Pergunta 1: - Você está na praia com seus amigos e um deles sugere uma foto do grupo. Qual é a sua reação? 1. Se posiciona bem na frente da turma, para parecer por inteiro na foto. 2. Acha legal registrar o momento e se ajeita entre seus melhores amigos. 3. Aceita, mas não sem antes vestir uma camiseta ou shorts, para cobrir parte do seu corpo. 4. Diz que não quer. Se insistirem muito, você pega as suas coisas e vai embora sozinho. Papelzinho: Ver função para Patrícia Saravy e Henrique Saidel. Obs: O Henrique pirou com esse negócio de bonecos. (Peço para Patrícia – que está sentada com o público - emprestar sua cadeira.

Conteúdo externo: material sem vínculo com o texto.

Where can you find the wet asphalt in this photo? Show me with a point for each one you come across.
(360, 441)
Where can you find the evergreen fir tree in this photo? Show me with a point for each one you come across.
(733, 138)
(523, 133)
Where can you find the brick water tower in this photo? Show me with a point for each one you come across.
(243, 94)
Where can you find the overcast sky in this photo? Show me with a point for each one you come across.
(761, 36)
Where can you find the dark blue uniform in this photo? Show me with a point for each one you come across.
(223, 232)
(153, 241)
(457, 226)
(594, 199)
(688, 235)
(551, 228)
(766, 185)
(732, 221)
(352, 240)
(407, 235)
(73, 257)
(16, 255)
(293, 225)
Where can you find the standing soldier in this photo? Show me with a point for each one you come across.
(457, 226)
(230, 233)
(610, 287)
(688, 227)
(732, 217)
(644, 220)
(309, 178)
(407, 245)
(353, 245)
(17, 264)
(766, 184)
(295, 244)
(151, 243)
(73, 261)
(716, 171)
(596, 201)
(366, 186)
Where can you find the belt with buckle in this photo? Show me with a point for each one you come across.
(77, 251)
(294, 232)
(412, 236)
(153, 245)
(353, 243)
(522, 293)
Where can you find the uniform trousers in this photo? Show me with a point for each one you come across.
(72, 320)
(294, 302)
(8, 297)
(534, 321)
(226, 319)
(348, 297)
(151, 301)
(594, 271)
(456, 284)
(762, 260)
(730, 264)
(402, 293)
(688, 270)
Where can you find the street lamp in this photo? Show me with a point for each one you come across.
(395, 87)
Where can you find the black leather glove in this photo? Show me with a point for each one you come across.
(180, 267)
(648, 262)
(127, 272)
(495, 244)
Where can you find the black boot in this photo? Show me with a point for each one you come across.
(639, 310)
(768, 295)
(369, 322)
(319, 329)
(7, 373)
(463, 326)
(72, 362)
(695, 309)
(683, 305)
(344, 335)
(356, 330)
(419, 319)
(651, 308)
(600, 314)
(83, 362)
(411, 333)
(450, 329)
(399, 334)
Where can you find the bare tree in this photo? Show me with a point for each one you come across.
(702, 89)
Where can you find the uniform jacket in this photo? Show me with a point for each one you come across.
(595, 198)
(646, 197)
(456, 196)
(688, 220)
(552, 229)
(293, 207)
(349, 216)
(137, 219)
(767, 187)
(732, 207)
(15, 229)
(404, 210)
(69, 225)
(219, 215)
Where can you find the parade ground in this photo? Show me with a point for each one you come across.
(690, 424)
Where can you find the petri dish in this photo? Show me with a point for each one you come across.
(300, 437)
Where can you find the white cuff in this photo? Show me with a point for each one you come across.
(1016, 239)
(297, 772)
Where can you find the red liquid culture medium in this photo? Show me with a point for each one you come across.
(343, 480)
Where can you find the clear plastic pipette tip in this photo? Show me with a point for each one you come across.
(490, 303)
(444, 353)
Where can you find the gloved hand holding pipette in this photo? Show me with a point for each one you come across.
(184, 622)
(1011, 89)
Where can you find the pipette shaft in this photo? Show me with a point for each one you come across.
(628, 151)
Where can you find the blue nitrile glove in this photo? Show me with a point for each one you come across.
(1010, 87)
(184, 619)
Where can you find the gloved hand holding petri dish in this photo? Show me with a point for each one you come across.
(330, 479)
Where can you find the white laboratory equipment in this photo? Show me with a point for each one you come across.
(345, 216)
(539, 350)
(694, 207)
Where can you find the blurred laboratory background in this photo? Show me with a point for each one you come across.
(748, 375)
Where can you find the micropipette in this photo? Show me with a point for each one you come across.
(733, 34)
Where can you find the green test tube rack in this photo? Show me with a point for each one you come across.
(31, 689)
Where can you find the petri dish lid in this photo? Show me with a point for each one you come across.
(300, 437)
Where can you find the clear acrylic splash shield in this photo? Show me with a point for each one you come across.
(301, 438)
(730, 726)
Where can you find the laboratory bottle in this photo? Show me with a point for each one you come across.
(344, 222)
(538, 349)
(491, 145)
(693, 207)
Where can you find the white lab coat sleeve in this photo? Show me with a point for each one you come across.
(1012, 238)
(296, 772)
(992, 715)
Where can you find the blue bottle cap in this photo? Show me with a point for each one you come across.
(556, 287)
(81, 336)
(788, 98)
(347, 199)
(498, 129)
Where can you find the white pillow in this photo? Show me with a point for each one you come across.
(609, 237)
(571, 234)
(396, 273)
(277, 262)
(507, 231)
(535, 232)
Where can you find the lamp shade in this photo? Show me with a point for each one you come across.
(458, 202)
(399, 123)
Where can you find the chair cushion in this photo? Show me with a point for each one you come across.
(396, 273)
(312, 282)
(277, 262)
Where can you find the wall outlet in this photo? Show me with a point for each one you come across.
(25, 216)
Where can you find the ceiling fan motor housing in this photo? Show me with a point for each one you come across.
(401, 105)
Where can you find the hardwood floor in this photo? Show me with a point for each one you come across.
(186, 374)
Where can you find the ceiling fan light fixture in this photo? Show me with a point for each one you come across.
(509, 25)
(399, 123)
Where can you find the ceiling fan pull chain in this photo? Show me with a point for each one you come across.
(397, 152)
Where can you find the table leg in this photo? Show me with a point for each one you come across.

Coloco a cadeira frente à mesa enquanto falo): A Leonarda Glück poderia estar sentada aqui, ou em algum canto da sala penteando seus cabelos loiros. Separo uma fala para Bertazzo, com seus braços longos: Como funcionam as cirurgias para fazer enxertos em vegetais? Cavaleiro é a árvore que no final vai produzir os frutos. Cavalo ou cavalinho é a que vai dar suporte, fornecendo água e nutrientes. O filme, eu nunca mais lembrei. Fiz 36 exames de sangue. Colesterol total 132. Desejável 200. A médica diz: não é bom, prejudica a memória. Comer castanhas, sardinha, atum com óleo, azeites. Vitamina D está baixa. Também prejudica a memória. Menopausa. Tudo prejudica a memória. Deito. Pego um sudoku que é bom para centrar os pensamentos. Populares no Netflix: “Sem Limites”: o cara toma a pílula da inteligência. Em qualquer situação ele se lembra de tudo que já viu, ouviu ou leu na vida. A informação é selecionada em frações de segundo. Caminho. tec tec tec tec tec tec A avó de Luana aprendeu a ler aos 80 anos. Leonarda – que está sentada junto ao público – levanta-se e se senta na cadeira no canto da sala. Penteia-se. Telefonema de Paulo Reis: 13


- Lisss, tô fazendo uma limpa na minha biblioteca. - Que bom, querido. Quero o livro do Agamben. Patrícia pega a cadeira que Leonarda desocupou e se senta à sua frente. “Como pode uma imagem carregar-se de tempo?” Domenico da Piacenza enumera seis elementos fundamentais da dança, sendo o elemento central o fantasmata: “Digo a ti, que quer aprender o ofício, é necessário dançar por fantasmata, e nota que fantasmata é uma presteza corporal, que é movida com o entendimento da medida (...) parando de vez em quando como se tivesse visto a cabeça da medusa, como diz o poeta, isto é, uma vez feito o movimento, sê todo de pedra naquele instante, e no instante seguinte cria asas como o falcão que tenha sido movido pela fome, segundo a regra acima, isto é, agindo com medida, memória, maneira com medida de terreno e espaço”. Telefonema para Paulo Reis: - Obrigada, querido. Vou ler o livro inteiro do Agamben lá no Corpo sem sinônimo. - Obrigada, querido. Vou usar o livro do Agamben para todas as situações. - Obrigada, querido. Vou doar todos os meus livros e só vou ficar com o livro do Agamben. Papelzinho na parede: Se fosse possível retirar o contorno do corpo. E a Luana, ali, parada entre contêineres laranjas. Encontro com Luana: O que pode ser resistência de um corpo no espaço? A contaminação ou a não-contaminação. Luana evita as manifestações. Retira o espetacular. Corpo sem sinônimo = corpo vazio.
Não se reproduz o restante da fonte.